Abstract

The mean absolute error of the official tropical cyclone (TC) intensity forecasts from the National Hurricane Center (NHC) and the Joint Typhoon Warning Center (JTWC) shows limited evidence of improvement over the past two decades. This result has sometimes erroneously been used to conclude that little or no progress has been made in the TC intensity guidance models. This article documents statistically significant improvements in operational TC intensity guidance over the past 24 years (1989–2012) in four tropical cyclone basins (Atlantic, eastern North Pacific, western North Pacific, and Southern Hemisphere). Errors from the best available model have decreased at 1%–2% yr−1 at 24–72 h, with faster improvement rates at 96 and 120 h. Although these rates are only about one-third to one-half of the rates of reduction of the track forecast models, most are statistically significant at the 95% level.

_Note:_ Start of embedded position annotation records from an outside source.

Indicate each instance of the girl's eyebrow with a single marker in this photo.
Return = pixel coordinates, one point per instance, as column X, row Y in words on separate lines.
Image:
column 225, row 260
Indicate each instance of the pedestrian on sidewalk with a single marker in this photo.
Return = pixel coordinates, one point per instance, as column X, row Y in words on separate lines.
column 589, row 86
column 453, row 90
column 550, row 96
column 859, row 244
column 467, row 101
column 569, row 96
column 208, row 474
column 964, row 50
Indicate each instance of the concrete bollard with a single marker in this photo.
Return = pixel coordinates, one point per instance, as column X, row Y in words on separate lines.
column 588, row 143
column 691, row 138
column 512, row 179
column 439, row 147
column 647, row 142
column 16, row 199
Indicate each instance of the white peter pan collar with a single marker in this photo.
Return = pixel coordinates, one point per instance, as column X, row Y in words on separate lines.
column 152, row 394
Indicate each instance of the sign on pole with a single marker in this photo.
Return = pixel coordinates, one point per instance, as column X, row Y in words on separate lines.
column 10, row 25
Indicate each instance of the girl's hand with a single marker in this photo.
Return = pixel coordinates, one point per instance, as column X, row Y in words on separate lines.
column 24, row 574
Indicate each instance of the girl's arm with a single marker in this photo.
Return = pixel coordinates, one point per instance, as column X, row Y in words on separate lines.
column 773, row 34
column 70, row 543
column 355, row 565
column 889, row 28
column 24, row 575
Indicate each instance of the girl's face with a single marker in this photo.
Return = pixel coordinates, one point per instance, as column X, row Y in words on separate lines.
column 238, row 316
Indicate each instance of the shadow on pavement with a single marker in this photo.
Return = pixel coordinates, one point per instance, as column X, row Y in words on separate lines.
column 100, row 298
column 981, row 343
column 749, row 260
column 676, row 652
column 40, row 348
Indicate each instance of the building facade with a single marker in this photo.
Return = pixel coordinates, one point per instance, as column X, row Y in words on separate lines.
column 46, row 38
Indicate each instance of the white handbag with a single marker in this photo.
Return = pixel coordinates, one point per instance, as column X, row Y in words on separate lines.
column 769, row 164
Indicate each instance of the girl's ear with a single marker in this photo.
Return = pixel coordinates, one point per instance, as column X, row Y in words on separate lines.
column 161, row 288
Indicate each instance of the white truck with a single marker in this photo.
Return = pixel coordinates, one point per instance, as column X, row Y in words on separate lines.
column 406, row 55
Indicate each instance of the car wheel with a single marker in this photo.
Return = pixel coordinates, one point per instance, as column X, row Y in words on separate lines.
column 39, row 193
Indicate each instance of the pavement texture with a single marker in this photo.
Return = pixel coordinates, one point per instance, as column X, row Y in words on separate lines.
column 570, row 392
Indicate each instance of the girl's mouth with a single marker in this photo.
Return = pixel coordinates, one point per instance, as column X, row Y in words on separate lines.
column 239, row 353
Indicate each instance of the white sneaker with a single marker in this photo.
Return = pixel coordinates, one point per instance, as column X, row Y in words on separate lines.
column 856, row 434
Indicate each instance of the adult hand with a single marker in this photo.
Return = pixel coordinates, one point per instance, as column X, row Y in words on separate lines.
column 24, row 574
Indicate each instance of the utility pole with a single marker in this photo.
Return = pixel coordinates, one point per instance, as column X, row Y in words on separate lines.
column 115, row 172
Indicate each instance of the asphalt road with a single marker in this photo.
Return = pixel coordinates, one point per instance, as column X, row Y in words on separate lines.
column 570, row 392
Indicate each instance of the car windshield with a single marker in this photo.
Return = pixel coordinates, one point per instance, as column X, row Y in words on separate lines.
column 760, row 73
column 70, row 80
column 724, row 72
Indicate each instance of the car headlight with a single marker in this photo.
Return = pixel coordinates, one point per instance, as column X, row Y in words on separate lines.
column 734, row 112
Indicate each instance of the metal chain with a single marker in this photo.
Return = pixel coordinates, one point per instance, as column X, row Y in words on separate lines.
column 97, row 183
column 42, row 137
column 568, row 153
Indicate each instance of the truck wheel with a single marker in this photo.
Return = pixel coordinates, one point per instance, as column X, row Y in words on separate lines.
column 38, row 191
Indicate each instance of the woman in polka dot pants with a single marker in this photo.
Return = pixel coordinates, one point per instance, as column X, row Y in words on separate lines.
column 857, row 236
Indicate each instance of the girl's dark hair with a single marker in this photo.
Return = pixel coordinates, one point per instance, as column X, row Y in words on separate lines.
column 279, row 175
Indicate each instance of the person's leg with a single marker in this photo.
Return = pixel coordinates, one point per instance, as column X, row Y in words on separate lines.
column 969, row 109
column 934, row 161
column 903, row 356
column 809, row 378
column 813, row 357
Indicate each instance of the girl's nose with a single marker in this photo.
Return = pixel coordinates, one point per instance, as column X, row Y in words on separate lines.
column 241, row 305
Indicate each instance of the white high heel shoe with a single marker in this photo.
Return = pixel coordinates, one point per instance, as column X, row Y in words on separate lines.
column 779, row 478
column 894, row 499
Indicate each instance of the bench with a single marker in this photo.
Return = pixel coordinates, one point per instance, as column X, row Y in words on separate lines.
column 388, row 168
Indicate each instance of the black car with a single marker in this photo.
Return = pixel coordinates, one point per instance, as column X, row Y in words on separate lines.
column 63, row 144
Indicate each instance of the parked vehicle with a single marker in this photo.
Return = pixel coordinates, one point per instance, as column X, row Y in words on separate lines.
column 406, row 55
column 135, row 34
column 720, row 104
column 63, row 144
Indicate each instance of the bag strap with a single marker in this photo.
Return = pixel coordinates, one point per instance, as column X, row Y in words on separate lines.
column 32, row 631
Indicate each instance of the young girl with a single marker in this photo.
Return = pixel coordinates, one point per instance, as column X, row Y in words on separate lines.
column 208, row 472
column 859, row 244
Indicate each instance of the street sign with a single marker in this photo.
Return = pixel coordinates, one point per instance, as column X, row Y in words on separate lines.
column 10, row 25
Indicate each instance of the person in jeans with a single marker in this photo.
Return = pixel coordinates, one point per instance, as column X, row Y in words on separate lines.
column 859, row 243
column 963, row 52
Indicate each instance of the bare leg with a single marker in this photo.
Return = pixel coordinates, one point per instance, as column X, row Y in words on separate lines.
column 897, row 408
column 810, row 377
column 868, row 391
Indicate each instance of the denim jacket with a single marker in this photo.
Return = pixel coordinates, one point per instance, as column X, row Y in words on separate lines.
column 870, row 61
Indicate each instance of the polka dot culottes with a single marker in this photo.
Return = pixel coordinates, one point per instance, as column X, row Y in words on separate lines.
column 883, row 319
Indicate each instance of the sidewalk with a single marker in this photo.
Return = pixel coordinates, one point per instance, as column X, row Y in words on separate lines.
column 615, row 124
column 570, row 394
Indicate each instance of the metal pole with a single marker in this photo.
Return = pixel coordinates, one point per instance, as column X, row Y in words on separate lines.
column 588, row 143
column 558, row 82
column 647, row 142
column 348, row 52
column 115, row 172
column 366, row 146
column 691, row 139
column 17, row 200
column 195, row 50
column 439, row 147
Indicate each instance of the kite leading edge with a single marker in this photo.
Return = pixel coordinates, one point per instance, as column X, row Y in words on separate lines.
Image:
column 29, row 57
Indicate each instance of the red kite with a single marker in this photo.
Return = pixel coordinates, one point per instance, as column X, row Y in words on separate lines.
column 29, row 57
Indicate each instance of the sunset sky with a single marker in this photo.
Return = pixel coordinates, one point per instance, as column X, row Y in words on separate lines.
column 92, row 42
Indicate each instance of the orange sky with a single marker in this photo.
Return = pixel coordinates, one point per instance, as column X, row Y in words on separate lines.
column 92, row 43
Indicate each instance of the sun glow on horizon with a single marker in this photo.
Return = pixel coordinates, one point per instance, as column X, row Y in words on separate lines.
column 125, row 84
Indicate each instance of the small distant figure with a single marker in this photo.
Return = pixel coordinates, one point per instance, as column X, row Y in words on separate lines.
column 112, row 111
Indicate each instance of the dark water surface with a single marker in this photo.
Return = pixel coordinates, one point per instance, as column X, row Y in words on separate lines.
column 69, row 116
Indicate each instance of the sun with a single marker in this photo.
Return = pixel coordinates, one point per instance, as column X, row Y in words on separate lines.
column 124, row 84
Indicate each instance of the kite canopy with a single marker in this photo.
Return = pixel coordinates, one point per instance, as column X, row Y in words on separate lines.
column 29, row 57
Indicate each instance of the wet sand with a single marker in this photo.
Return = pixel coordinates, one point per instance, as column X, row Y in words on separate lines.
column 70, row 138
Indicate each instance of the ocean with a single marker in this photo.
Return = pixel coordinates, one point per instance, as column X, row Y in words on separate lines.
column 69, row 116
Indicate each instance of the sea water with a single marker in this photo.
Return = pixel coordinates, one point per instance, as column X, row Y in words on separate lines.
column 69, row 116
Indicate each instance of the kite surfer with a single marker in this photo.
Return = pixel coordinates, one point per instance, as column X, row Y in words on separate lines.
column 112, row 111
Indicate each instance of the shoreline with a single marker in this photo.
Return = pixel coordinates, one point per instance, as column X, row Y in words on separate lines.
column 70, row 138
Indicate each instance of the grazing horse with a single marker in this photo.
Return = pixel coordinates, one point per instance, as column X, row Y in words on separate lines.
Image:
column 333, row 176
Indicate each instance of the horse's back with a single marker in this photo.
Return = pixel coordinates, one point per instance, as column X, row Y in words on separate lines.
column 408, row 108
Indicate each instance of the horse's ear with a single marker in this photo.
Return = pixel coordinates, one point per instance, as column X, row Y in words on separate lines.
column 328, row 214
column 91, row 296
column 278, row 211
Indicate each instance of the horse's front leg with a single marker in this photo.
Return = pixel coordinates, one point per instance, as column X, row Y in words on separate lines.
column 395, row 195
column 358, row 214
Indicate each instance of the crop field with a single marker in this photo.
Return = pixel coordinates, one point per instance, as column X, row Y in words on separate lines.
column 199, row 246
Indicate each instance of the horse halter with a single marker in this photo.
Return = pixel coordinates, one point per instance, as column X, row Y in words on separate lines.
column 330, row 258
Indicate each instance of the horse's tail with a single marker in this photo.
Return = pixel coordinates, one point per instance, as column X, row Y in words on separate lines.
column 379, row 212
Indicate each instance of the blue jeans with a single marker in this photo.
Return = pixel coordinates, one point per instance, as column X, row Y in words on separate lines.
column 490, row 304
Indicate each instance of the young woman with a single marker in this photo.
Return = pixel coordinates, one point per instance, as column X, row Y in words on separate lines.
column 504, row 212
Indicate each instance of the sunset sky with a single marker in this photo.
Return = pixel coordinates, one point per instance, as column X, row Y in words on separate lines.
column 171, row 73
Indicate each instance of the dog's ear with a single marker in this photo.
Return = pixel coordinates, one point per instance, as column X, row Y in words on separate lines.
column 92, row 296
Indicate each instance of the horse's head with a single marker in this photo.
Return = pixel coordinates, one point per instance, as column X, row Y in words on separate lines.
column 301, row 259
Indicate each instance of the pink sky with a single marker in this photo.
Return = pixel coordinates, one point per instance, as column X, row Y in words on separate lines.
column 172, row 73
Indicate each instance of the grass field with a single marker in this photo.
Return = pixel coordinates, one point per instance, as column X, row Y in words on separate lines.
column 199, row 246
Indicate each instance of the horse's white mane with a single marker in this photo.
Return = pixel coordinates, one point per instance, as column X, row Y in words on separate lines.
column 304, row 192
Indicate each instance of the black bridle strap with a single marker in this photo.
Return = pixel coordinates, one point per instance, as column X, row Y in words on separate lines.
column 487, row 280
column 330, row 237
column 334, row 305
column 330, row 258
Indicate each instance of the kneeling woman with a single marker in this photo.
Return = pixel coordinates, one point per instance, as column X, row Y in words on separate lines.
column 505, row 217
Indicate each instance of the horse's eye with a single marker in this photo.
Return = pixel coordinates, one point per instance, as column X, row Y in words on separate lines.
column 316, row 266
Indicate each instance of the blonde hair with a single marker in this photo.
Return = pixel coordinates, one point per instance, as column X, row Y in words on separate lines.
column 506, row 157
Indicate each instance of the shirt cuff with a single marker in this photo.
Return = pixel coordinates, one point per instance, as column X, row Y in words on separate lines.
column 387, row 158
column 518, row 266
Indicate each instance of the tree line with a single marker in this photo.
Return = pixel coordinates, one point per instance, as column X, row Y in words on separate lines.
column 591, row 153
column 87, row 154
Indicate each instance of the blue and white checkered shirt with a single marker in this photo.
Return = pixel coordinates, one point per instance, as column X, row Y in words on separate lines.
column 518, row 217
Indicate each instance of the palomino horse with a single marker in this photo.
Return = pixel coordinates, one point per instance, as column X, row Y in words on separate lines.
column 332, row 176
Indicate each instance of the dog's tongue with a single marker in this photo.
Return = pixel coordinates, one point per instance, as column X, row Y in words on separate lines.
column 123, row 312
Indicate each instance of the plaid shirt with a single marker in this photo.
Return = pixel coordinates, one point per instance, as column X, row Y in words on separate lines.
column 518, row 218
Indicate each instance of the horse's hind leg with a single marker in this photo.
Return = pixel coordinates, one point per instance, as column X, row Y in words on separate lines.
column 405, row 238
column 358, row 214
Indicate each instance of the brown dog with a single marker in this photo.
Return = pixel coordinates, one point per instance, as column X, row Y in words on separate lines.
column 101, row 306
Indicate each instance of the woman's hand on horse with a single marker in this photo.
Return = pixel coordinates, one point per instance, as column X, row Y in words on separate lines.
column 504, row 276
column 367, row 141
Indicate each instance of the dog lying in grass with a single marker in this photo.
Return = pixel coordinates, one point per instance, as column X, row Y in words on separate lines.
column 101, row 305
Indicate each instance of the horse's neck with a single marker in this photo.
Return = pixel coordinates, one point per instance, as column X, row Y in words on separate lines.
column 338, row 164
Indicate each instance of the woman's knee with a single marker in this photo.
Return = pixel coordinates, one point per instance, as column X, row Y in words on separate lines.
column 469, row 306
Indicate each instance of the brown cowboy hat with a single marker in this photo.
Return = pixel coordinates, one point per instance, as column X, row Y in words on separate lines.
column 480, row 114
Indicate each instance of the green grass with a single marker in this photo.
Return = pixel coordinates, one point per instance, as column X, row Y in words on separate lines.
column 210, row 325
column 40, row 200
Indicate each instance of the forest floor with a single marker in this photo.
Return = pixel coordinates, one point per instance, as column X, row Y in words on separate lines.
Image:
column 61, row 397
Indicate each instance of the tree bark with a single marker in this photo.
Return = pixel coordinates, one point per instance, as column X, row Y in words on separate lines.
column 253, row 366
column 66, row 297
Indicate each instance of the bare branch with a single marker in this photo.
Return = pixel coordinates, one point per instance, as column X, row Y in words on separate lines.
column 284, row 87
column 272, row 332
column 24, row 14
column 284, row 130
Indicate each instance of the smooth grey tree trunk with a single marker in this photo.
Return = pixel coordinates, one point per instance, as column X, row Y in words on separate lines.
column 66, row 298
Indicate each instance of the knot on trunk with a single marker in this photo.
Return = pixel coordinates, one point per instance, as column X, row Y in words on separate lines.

These error reductions resulted from improvements in statistical–dynamical intensity models and consensus techniques that combine information from statistical–dynamical and dynamical models. The reason that the official NHC and JTWC intensity forecast errors have decreased slower than the guidance errors is because in the first half of the analyzed period, their subjective forecasts were more accurate than any of the available guidance. It is only in the last decade that the objective intensity guidance has become accurate enough to influence the NHC and JTWC forecast errors.